The Parliamentary Select Committee considering the Overseas Investment Amendment Bill, which puts in place the policy, has recommended a relaxing of the approach. Under the proposed Bill overseas buyers will be permitted to hold onto properties bought off plans, provided they are in large multistorey developments with 20 or more units. There is also a simplified process for buying residential land for commercial purposes, including an exemption for utility companies. For forestry, changes are made to provisions, which bring forestry rights into the overseas investment regime. These provide for increased investor flexibility in obtaining consent and “removing red tape.”
Parliament’s Finance and Expenditure Select Committee chaired by Labour MP and Parliamentary Undersecretary Michael Wood, has reported back after hearing public submissions on the Overseas Investment Amendment Bill. The Bill amends the Overseas Investment Act 2005. Under the original draft foreign buyers could purchase apartments off plans but would have to on sell them once the building was completed. The select committee has recommended that this provision is relaxed following extensive criticism by submitters and commentators. It means up to 60 percent of units in large scale developments could be purchased by foreigners to keep and rent out. They cannot live in them.
Michael Wood told Newsroom that the committee felt the change was consistent with the Bill’s aim to ensure an adequate supply of housing. It was suggested that the provision had a chilling effect on the apartment market. It could also inhibit hotel developments. Foreign investors will continue to be able to purchase hotel units on the condition that they are leased back to the developer or the hotel.
Announcing the Committee’s report back, Associate Finance Minister David Parker said the Bill would “ensure that the market for our homes is a New Zealand market not an international one.”
While not referring directly to the Committee’s ‘softening’ he said the Bill supported the creation of new housing and the KiwiBuild policy by better harnessing foreign capital and directing it towards large residential developments.

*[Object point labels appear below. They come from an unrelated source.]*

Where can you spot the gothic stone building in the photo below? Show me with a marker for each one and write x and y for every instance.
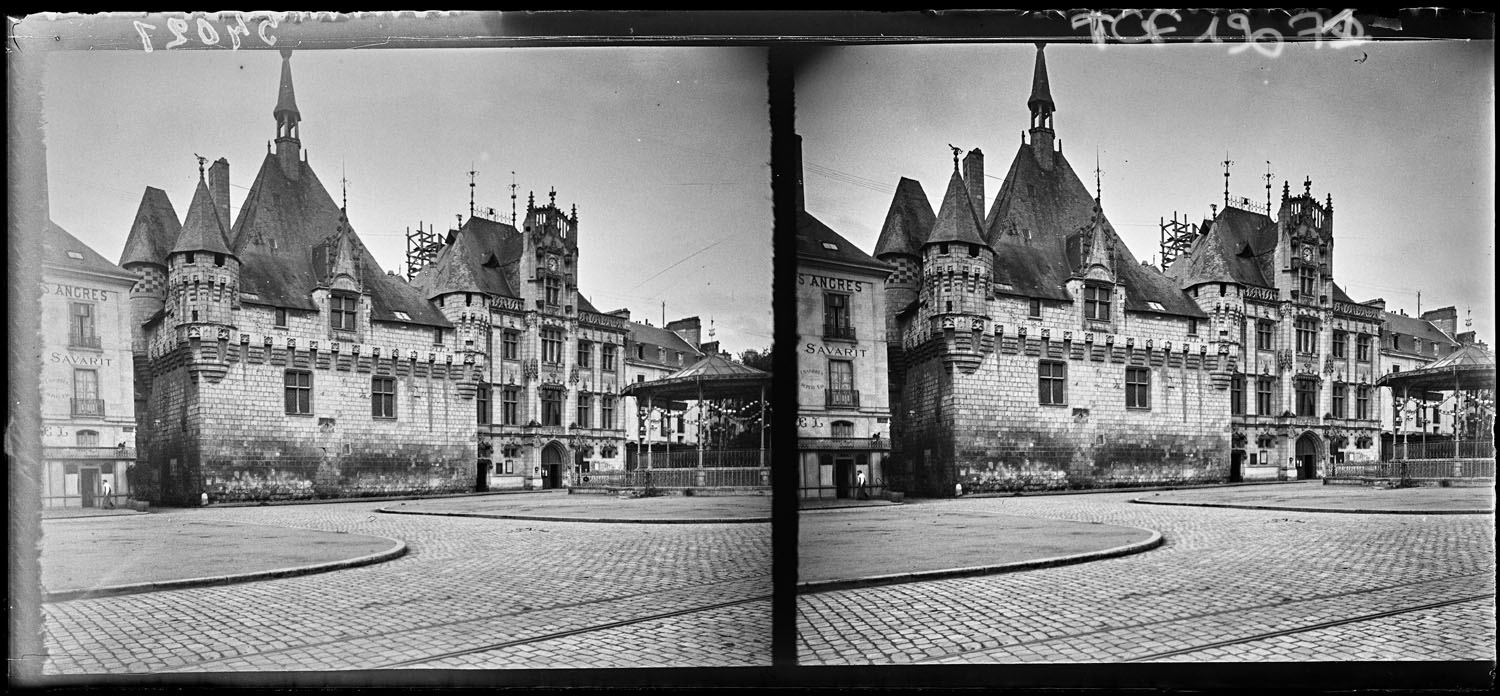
(1302, 395)
(1031, 350)
(275, 359)
(551, 362)
(87, 404)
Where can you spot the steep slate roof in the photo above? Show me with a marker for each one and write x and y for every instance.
(155, 230)
(279, 225)
(956, 216)
(482, 257)
(1050, 206)
(908, 221)
(819, 242)
(57, 242)
(1236, 246)
(203, 230)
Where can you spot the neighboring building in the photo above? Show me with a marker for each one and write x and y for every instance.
(843, 416)
(1304, 395)
(546, 408)
(1035, 351)
(653, 353)
(278, 360)
(1407, 344)
(87, 375)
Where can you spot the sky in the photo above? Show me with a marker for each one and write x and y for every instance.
(663, 150)
(1401, 134)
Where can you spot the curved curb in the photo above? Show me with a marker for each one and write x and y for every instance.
(1290, 509)
(977, 570)
(231, 579)
(608, 521)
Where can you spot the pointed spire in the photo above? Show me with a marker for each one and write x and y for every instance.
(285, 98)
(203, 230)
(1040, 102)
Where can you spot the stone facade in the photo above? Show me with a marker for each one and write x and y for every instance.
(87, 377)
(1031, 350)
(1304, 399)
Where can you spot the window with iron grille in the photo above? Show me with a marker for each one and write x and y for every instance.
(342, 312)
(510, 405)
(552, 345)
(1307, 281)
(510, 345)
(1265, 398)
(606, 411)
(836, 317)
(585, 410)
(81, 327)
(552, 407)
(1052, 383)
(554, 287)
(383, 396)
(299, 392)
(1095, 303)
(483, 405)
(1263, 335)
(1137, 387)
(1307, 335)
(1305, 392)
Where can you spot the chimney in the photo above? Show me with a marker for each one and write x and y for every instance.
(219, 191)
(690, 329)
(974, 176)
(1443, 318)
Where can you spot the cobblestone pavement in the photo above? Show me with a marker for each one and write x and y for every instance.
(1227, 585)
(471, 593)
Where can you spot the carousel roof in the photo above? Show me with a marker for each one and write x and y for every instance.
(1469, 368)
(713, 377)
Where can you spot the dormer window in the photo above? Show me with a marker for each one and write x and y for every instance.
(342, 312)
(1095, 303)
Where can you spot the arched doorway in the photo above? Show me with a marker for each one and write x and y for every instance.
(1307, 455)
(552, 458)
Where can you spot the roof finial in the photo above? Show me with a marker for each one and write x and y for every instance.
(1268, 186)
(1226, 176)
(471, 188)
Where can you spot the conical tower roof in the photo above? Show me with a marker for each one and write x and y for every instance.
(203, 230)
(908, 221)
(956, 218)
(153, 233)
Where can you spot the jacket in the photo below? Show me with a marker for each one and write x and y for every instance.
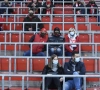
(38, 5)
(68, 68)
(67, 47)
(55, 39)
(95, 10)
(47, 69)
(36, 48)
(33, 26)
(82, 10)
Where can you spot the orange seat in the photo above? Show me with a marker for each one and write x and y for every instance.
(90, 65)
(3, 38)
(16, 38)
(27, 37)
(46, 19)
(9, 47)
(21, 64)
(38, 64)
(5, 64)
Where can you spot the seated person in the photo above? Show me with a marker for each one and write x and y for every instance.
(6, 4)
(56, 38)
(92, 5)
(35, 4)
(53, 68)
(78, 10)
(47, 7)
(32, 18)
(37, 49)
(71, 38)
(74, 67)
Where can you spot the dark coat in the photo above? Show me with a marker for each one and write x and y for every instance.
(47, 69)
(34, 19)
(54, 39)
(79, 67)
(95, 11)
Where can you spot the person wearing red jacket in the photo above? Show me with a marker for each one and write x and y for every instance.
(37, 49)
(71, 38)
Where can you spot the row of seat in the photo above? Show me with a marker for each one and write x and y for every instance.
(84, 38)
(55, 19)
(39, 63)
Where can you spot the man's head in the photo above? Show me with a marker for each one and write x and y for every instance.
(56, 31)
(43, 32)
(75, 57)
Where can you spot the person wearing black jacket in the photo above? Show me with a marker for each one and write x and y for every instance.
(6, 3)
(91, 5)
(32, 18)
(35, 4)
(55, 38)
(74, 67)
(53, 68)
(47, 7)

“Under the new regime, overseas investors will be able to invest in new housing, particularly apartments, new rentals, and homes available to purchase under rent-to-own or shared-equity arrangements.”
Other provisions include:
Minister of Forestry Shane Jones has commented on changes to the Bill regarding forestry rights. “Investors can now choose from any of three different tests when seeking to acquire forestry land or rights. The Bill also ensure that investors and landowners can make minor changes to their agreements without unnecessarily having to return to the Government to obtain consent.”

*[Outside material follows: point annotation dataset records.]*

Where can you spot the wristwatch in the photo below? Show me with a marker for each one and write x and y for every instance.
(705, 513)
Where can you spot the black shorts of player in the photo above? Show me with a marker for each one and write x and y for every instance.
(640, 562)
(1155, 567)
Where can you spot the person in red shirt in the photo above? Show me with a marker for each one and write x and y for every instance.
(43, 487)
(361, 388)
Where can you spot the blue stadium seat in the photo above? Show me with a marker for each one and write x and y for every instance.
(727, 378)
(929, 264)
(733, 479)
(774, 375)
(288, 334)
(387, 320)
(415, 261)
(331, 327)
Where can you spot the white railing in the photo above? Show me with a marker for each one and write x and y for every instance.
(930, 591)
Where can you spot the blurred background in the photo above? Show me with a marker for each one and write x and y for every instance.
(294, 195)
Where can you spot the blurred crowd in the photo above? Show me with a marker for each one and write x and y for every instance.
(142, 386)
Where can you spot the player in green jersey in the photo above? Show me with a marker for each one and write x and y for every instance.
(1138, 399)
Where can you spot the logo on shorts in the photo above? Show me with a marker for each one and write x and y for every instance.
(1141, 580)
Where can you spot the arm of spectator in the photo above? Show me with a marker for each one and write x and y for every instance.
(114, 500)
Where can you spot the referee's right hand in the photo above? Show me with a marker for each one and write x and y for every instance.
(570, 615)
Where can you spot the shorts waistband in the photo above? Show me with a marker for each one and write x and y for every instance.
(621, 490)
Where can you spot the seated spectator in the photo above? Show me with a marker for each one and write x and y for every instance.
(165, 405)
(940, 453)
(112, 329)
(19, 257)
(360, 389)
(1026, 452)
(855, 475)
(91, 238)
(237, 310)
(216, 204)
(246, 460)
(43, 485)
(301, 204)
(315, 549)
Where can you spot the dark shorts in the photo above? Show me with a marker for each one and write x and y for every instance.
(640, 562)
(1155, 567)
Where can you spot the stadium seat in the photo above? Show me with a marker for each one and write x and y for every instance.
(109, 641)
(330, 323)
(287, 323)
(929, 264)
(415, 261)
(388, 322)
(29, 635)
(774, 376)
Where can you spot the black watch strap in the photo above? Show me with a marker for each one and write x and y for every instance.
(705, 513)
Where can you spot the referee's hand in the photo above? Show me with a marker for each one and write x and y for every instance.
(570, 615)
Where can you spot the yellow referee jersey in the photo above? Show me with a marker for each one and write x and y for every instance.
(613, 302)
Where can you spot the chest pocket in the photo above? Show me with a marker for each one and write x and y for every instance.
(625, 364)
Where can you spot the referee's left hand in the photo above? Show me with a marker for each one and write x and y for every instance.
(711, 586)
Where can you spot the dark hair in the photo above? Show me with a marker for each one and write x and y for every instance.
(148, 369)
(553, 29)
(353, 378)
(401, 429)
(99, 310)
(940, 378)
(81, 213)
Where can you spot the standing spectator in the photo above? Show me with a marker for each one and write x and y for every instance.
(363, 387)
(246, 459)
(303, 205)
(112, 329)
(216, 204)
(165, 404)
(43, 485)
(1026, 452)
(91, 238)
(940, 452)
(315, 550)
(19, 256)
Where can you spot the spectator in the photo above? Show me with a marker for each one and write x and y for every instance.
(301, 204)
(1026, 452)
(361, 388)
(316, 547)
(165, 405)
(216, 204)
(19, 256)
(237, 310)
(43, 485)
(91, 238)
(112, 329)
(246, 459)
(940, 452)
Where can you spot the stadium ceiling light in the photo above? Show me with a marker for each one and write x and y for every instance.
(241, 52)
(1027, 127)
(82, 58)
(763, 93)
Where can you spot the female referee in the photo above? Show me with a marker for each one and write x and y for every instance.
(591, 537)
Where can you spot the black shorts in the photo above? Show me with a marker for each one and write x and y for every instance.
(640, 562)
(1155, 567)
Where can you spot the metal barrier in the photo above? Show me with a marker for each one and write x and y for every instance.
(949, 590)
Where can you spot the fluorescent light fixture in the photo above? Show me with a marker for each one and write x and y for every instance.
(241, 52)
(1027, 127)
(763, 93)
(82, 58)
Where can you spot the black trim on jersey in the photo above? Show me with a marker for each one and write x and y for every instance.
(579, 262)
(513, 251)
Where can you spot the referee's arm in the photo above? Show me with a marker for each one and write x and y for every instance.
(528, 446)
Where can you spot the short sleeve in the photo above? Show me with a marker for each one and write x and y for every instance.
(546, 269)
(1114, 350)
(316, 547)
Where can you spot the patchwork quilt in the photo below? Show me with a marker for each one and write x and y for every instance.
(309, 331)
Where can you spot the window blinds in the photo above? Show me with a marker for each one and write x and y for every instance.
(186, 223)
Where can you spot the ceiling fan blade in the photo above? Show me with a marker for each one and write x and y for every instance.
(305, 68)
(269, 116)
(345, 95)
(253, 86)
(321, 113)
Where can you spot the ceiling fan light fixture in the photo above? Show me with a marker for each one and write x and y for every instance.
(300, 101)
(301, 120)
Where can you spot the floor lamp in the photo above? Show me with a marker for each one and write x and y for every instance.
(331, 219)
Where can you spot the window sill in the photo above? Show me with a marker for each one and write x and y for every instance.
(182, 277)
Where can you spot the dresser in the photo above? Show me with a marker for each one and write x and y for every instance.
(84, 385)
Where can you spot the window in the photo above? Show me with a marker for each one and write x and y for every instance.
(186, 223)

The committee has not made any recommendations on the inclusion of profit à prendre rights – this is the right to harvest a crop like grapes or trees on land without needing to own the land itself. Newsroom reports that the Government has brought profit à prendre rights under the Overseas Investment Office regime. However, while anything over five hectares must go through the Office, forestry profits do not come under the same regime until the land involved in more than 1000 hectares.
The Bill will now continue its passage through Parliament. Given the Bill’s provisions are a cornerstone of the Government’s policy approach, its passage could well be complete by the end of the year.